Key mechanism for mainstreaming gender issues
In the light of the discussion so far, we, members of the Women’s Forum, perhaps could ask the partners, in all the three key sessions, to ensure that:
In summary, all that I want to say is this:
One of the main contributions that the women’s forum could make to this conference is to highlight the significance of context in transforming information into knowledge that enhances the quality of our lives.
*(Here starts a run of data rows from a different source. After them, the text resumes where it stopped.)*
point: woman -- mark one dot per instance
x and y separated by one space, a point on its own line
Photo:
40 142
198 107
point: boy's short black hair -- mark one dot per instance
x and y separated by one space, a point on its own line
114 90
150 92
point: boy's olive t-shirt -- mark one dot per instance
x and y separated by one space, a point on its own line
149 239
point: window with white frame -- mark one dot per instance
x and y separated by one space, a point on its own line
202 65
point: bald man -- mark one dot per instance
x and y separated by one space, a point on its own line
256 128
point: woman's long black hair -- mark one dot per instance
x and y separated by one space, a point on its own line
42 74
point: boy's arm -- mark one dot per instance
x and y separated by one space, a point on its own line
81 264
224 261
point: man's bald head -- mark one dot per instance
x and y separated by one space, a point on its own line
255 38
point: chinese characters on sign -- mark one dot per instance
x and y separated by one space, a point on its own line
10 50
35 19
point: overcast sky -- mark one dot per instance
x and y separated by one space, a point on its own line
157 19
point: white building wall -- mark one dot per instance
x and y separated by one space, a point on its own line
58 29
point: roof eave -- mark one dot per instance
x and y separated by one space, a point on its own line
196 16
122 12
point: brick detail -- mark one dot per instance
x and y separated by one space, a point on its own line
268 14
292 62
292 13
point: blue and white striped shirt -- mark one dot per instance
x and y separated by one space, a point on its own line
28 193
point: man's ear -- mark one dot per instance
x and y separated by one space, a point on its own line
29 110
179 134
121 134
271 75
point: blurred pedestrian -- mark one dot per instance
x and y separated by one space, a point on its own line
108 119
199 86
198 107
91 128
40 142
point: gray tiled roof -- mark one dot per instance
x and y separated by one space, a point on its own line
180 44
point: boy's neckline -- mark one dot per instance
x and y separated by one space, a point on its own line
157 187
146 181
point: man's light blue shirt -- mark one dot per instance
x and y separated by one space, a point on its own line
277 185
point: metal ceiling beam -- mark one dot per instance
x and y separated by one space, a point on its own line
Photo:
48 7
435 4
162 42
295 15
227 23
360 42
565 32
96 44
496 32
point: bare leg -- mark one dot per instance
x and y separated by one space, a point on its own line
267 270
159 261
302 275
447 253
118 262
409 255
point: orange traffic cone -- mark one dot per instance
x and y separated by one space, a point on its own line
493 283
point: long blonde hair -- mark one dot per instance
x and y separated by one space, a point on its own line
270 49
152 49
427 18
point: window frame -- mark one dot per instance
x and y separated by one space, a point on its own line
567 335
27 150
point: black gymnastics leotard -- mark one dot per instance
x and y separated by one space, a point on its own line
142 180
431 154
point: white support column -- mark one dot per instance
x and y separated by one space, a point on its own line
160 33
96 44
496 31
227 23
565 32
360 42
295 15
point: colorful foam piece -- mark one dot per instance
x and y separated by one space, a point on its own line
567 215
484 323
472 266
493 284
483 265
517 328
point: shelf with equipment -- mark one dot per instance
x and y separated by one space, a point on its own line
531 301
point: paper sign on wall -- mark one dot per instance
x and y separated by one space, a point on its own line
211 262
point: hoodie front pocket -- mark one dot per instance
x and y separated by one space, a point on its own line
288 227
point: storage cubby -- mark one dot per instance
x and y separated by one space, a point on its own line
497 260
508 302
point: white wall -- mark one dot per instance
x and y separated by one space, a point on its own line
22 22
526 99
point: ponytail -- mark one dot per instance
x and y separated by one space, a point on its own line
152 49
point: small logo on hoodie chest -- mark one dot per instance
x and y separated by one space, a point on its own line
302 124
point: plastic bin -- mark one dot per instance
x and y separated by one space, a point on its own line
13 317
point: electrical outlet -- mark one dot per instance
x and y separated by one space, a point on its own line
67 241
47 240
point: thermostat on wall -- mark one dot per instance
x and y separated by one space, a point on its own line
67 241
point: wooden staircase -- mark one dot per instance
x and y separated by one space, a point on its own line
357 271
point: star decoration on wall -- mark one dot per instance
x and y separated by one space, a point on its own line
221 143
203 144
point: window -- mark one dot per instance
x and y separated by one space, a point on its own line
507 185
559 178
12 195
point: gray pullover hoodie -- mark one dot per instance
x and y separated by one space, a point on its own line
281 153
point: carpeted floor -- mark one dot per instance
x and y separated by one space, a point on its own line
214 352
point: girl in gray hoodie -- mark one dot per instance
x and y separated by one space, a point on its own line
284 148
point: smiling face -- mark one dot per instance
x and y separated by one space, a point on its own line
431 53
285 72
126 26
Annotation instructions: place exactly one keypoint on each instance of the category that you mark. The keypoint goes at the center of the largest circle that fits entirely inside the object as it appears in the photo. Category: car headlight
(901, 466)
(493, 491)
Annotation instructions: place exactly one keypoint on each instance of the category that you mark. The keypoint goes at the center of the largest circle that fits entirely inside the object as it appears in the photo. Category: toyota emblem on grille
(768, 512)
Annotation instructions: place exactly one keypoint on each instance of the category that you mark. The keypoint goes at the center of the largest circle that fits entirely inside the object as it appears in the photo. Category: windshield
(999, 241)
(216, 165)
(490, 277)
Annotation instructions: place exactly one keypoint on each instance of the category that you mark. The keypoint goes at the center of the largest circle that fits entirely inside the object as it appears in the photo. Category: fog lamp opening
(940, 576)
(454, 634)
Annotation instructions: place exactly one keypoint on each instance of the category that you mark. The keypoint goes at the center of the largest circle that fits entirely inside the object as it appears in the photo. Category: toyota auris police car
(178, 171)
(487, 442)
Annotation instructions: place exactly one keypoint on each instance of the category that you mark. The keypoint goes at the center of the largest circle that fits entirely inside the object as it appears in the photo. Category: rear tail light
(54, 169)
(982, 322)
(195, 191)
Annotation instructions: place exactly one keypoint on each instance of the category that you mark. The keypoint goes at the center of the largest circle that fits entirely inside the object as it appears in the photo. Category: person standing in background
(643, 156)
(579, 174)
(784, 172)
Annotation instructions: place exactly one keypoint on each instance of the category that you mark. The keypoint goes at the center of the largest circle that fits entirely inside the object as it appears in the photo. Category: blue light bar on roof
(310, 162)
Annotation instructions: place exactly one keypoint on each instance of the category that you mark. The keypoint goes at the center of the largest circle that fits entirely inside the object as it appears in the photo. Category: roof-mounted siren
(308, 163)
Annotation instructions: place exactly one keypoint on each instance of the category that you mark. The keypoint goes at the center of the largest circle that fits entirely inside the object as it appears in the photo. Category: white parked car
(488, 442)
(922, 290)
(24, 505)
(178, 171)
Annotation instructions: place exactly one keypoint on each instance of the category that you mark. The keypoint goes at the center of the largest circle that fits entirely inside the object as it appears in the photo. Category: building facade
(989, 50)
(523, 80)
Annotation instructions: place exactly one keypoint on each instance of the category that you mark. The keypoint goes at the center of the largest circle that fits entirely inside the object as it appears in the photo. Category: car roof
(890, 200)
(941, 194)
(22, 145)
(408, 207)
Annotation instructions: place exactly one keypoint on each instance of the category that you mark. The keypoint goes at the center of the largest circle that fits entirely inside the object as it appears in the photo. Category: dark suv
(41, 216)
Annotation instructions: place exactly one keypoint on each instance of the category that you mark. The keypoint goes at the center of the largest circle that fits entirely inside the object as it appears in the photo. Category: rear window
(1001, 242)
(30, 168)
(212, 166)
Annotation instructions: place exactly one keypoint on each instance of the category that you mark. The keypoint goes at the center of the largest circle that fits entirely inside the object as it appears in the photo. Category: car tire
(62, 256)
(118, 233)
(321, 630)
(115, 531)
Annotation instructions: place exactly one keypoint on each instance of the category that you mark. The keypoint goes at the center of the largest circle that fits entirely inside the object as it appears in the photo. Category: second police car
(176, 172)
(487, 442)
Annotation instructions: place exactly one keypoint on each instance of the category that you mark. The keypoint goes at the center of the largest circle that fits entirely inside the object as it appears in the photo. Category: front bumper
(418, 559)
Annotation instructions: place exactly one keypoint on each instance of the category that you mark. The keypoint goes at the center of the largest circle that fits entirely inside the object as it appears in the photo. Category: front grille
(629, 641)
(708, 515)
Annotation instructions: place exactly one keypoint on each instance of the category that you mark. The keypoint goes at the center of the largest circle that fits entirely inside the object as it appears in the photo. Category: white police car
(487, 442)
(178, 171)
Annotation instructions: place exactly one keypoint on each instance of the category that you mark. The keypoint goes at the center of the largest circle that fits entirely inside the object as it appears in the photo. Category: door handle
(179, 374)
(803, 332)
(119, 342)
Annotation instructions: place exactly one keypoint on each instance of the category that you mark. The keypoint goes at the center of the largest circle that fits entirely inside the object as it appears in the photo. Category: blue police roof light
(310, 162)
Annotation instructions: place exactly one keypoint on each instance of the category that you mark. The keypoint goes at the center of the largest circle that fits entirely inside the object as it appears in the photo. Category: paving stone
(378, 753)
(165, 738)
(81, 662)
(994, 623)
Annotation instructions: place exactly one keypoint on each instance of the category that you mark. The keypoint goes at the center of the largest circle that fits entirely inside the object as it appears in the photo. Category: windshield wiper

It may thus help if we women, using our own experiences at home and at work, direct the GK initiatives towards fulfilling the needs and aspirations of our own communities. We can also take the responsibility of locating case studies of successes and failures of women oriented initiatives.
Women, because of their biological and social roles, are generally more rooted than men in the confines of their locality. Hence, women are often more aware than men of the social, economic and environmental needs of their own communities. The strength of women’s voices in the GK partnership is thus likely to reduce ‘information overload’: the ‘rusting tractor syndrome’ equivalent in the knowledge society.
The role of the women’s forum should also be geared to generating awareness of the importance of the ‘woman question’ on the grounds of equity. Asymmetry in social and economic power between men and women means that women often encounter different, and more difficult, access to the benefits of ICT. We can provide the partners with concrete examples.
In order to make a level playing field, we should perhaps urge the partners to aim for ‘targeted access’, in place of ‘universal access’, in their efforts to democratise the benefits of ICT. A move towards equity does not necessarily mean public sector or donor agency subsidy for an indefinite period of time. In an ever-expanding digital economy that is facing acute shortages of requisite business and technical skills, women could redress the skills shortages faced by the private sector – so long as they have initial access to technical and business training, infrastructure and/or credit. This conference, I believe, will be an ideal forum for sharing experiences of the difficulties that societies face in including women in the growing information economy. It will likewise be an appropriate place to discuss the complementary actions that the public and private sector could play in overcoming these.
Finally, I should very much like us women to be aware of the diversity in women’s own perception of the relevance of ICT. It would be rather unstrategic to assume that the needs and visions of all women are the same, and that all women in the developing world view ICT with uncritical enthusiasm. At the ECA conference on ‘African Women and Development: Investing in our Future’ in Addis Ababa in April l998, the Ugandan Vice President, Dr Specioza Wandira-Kazibawe, voiced the concern of many. She passionately emphasised Africa’s needs to get its priorities right by meeting basic requirements, such as food and shelter, before addressing what she described as somewhat esoteric concerns such as ICT
There is scepticism about the benefits of ICT also from those who face redundancy from implementation of the technology. The women handloom weavers of India, faced with foreign competition and the challenges of CAD/CAM, ask: Is there a future for us and our children in the new society?
In the euphoria of optimism, the women’s forum should not forget the plight of those who are left behind.